By way of summary, so that the beauty routine does not complicate a summer that, we hope, is pleasant and rested, Dr. Conchita Pinilla, an expert in plastic and aesthetic surgery, provides us with this guide of yeses and noes for summer skin:

  • YES. Photoprotection spf 50+ against radiation. Not for much to say it is worth remembering, because "the solar radiation of the summer multiplies the appearance of spots and worsens the existing ones".
  • Take a break from hydroquinone. It is the most powerful anti-stain active at the cosmetic level, but "in summer you have to rest from certain ingredients, such as hydroquinone (we can resume it in September), taking into account that solar radiation is more powerful than the rest of the year".
  • YES. Switch to phytic and kojic acid. "I advise cosmetics with phytic acid, with great antioxidant properties, and kojic, which is anti-stain and unifier of tone and scars; Both can be used at night in summer with extreme sun protection during the day."
  • NO... Forget your eye contour. It is a time when we squint a lot in the sun, and being the skin so thin, it suffers more with ultraviolet radiation, so it is advisable not to forget to apply the specific treatment for the contour and arrive with the SPF to cover this area.
  • NO to photosensitizers. Precisely because "the sun hits" more than ever, we must be careful with the active ingredients that produce sensitivity under the sun on the face and neck, such as bergamot essence, and medications that photosensitize to the sun, such as corticosteroids.

LAUNCHMETRICS SPOTLIGHT

And retinol in summer, yes or no?

It is the eternal question for the summer, do I have to abandon cosmetics with retinol? "Many people are afraid to stick with retinol in the summer. The reality is that if a skin is retinized, that is, accustomed to the molecule, and during the day uses the strict sun protection that we should all use, it can continue with it. As we know, retinol, derived from vitamin A, is the anti-aging ingredient that has scientifically proven greater power in the fight against wrinkles, spots, flaccidity and when it comes to improving skin texture and acne marks, "says Pinilla.

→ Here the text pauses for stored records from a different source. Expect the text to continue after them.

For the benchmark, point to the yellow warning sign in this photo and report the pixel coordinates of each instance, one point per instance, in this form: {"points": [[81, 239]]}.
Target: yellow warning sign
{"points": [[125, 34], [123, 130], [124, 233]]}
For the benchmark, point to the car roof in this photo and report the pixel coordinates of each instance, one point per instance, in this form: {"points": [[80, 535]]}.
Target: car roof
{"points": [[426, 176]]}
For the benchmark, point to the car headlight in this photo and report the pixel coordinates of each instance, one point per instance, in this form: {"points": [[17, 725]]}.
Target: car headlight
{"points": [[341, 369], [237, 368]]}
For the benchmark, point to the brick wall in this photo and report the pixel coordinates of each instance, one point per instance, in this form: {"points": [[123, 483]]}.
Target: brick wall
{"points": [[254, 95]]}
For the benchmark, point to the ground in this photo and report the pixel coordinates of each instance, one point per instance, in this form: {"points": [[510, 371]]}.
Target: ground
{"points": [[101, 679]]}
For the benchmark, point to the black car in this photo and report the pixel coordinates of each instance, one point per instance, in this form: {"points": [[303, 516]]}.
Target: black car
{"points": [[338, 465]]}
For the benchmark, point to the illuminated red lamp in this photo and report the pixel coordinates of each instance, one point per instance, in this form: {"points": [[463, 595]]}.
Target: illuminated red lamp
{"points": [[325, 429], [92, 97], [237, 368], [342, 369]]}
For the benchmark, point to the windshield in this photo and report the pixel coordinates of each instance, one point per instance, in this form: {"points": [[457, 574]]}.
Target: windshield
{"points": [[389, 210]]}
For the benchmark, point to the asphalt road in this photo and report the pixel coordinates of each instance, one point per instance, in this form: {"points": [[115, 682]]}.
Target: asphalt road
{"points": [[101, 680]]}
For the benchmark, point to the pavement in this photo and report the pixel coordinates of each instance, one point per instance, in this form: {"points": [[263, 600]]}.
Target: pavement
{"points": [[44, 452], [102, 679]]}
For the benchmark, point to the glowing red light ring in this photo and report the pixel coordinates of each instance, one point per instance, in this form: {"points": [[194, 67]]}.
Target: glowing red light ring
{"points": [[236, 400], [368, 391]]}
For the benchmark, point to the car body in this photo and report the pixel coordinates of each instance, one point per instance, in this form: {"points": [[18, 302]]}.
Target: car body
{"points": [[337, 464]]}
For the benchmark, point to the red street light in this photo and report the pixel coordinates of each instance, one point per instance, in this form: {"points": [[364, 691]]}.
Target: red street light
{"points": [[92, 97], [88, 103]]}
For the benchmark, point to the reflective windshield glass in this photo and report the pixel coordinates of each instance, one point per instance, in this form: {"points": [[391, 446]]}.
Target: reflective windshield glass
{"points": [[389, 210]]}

So where does the idea that retinol and summer are intimate enemies come from? Well, there are many experts who, out of prudence, prefer to remove retinol during the summer months, lest you do not continue with sun protection to the letter and there are consequences on the skin. Ah! And what should not be done in any way is to 'premiere' with retinol in summer. Never!

What is recommended "is to reduce the frequency of application of retinol at night on the beach since in dehydrated skin for a day in the sun can cause irritation or dryness more easily," says Dr. Manuel Ballesteros, dermatologist at IMR.

And, attention, the same can happen due to the effect of saltpeter or chlorine on the skin, when the skin is more sensitized. "Try to lower the concentration, decrease the frequency or stop using it while the irritation lasts. In the morning use a serum or cream that repairs the skin barrier and regenerates, "concludes Dr. Conchita Pinilla.